# Failed Foundation Inspection



## JGM853 (Sep 10, 2019)

I have a safety concern regarding an accessory building under construction on my neighbors property. I live in OKC, OK and my neighbor poured what I thought to be a patio late 2018. A few months later he began erecting a 30x40 metal shop building on the slab. There was no footing or piers poured. The building just sets on the approximately 3 to 4" concreted slab. 
  I checked public records and found out that the "Foundation" was rejected by the city. However, permission to erect was granted. I contacted local code enforcement about why the building was allowed on a rejected foundation. I was told that my neighbor had to provide a certification from a licensed engineer stating the slab was built to code and that the city is still waiting on him to obtain the document.
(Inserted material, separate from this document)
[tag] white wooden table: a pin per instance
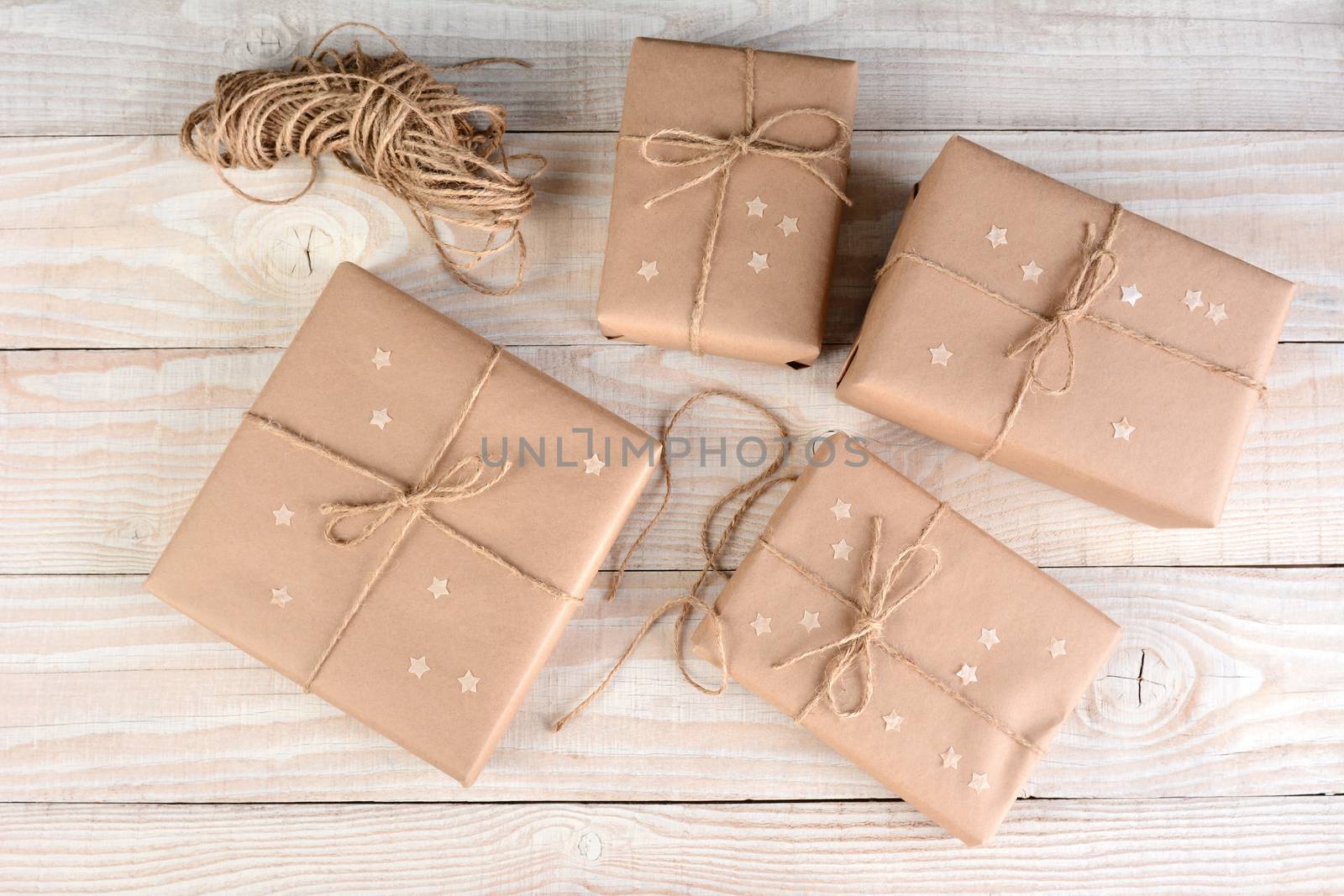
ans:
(143, 307)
Is it normal for construction to be allowed even though the foundation inspection was rejected?


----------



## cda (Sep 10, 2019)

Welcome.

Well, will let other add answers,

But especially at someones house, the city is not going to stand there and watch if someone builds something.
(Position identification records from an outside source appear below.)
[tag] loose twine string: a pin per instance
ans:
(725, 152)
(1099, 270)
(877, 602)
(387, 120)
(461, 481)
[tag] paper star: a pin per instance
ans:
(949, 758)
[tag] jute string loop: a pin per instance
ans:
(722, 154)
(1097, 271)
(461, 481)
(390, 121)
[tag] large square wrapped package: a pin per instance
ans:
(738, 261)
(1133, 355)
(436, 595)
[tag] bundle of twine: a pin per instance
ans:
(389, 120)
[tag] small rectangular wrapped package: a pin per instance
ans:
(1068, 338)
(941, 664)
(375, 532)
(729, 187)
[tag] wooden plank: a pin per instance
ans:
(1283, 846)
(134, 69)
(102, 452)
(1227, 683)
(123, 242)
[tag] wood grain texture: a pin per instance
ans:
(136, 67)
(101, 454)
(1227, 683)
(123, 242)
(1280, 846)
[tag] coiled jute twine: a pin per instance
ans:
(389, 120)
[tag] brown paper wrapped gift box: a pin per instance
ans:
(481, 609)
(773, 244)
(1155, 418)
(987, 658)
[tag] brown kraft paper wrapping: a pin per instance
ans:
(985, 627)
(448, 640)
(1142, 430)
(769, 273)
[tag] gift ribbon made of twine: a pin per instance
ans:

They probably should have issued a stop work notice, till the foundation was approved.

You might keep making phone calls up the city line, till you find someone that will listen to you.
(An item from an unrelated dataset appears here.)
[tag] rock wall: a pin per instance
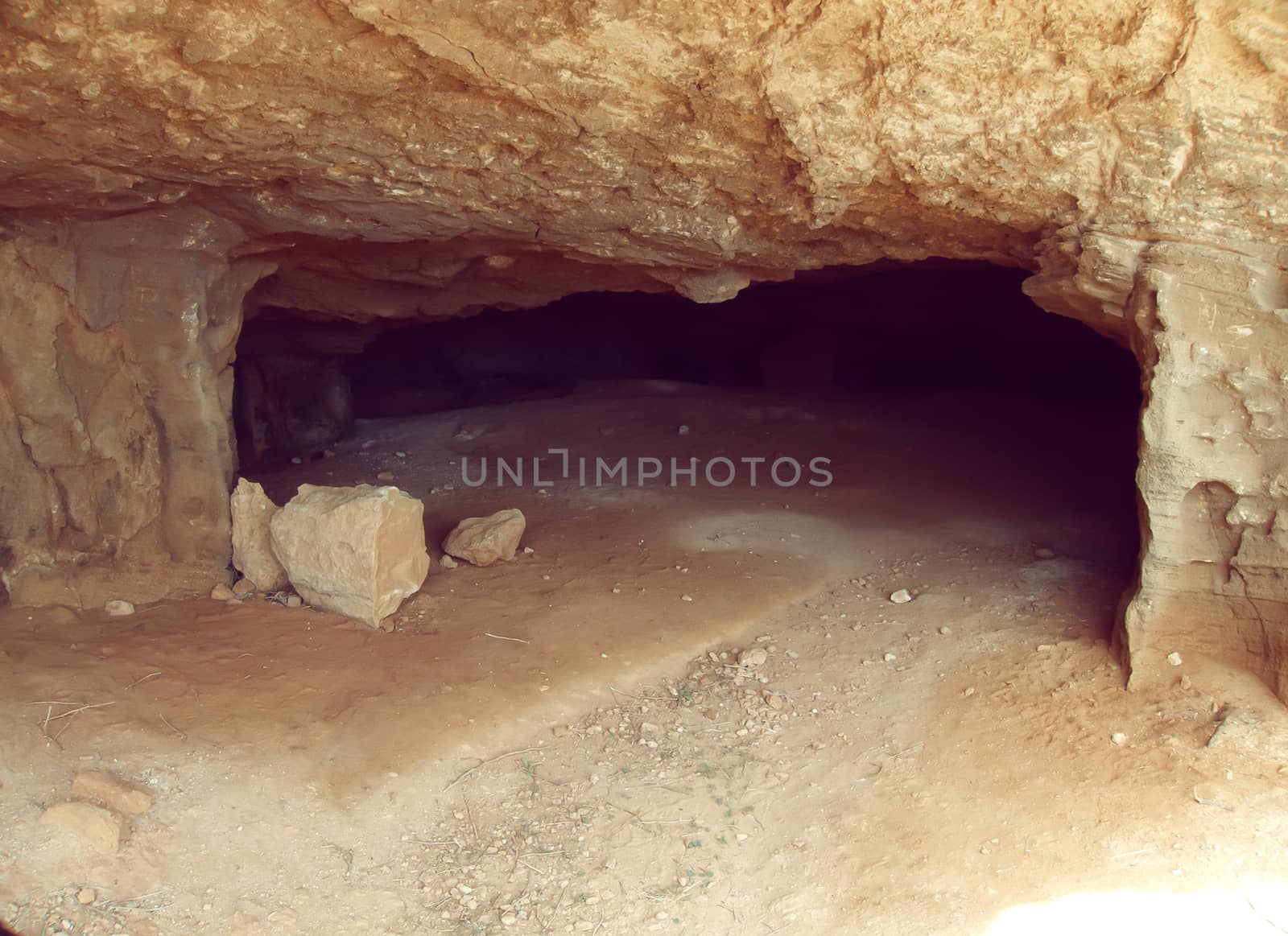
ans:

Also, contact the council person for you area and ask them to look into it.

Not being a structural person, what was poured might be all that is needed. Just have to find someone that says that.


----------



## HForester (Sep 10, 2019)

IF the building is properly anchored to the slab (and that if a big IF),, is that enough to resist wind load to keep the building from blowing into your yard?  Chances are that the metal building isn't heavy enough to cause a compression failure of the slab edges. But what about the anchoring for wind load?  I think that is what the issue might be.


----------



## Rick18071 (Sep 10, 2019)

I would have stopped the job but it's up to the inspector. Inspectors will approve a engineers letter if the engineer can prove that it complies with code. If the engineer can't then they might need to start over. .


----------



## JGM853 (Sep 10, 2019)

Thanks for the replies. The design on file with the city, which was created four months after the slab was poured, it specifies piers every 10 foot around the perimeter to meet the 115 mph wind load rating. There are no piers and the building was built in the middle of the slab. The edges of the slab are 10 foot from the building walls. I don't understand how water can be kept out with all the leveled concrete surface around the walls.


----------



## TheCommish (Sep 10, 2019)

Leave the City Council out of the issue until you have a reasonable and clam discussion with the building department and get all facts. Then give the  building department a reasonable amount of time to respond. One thing that building  departments dislike are calls from the upper ups when they have not had time to investigate the issue and  work the process as prescribed. Think of some one going  to your boss and complaining with out them coming to you first.


----------



## ADAguy (Sep 11, 2019)

What is the height of this building?
Is it allowed in your zone?
Is it being used for a commercial purpose?


----------



## JGM853 (Sep 11, 2019)

It is a residential building with no commercial use. The walls are 12' tall. A 30x40 accessory building is allowed.


----------



## ADAguy (Sep 11, 2019)

In your area wind load would be a big concern, or fracking quakes?


----------



## cda (Sep 11, 2019)

There is no wind in Oklahoma


----------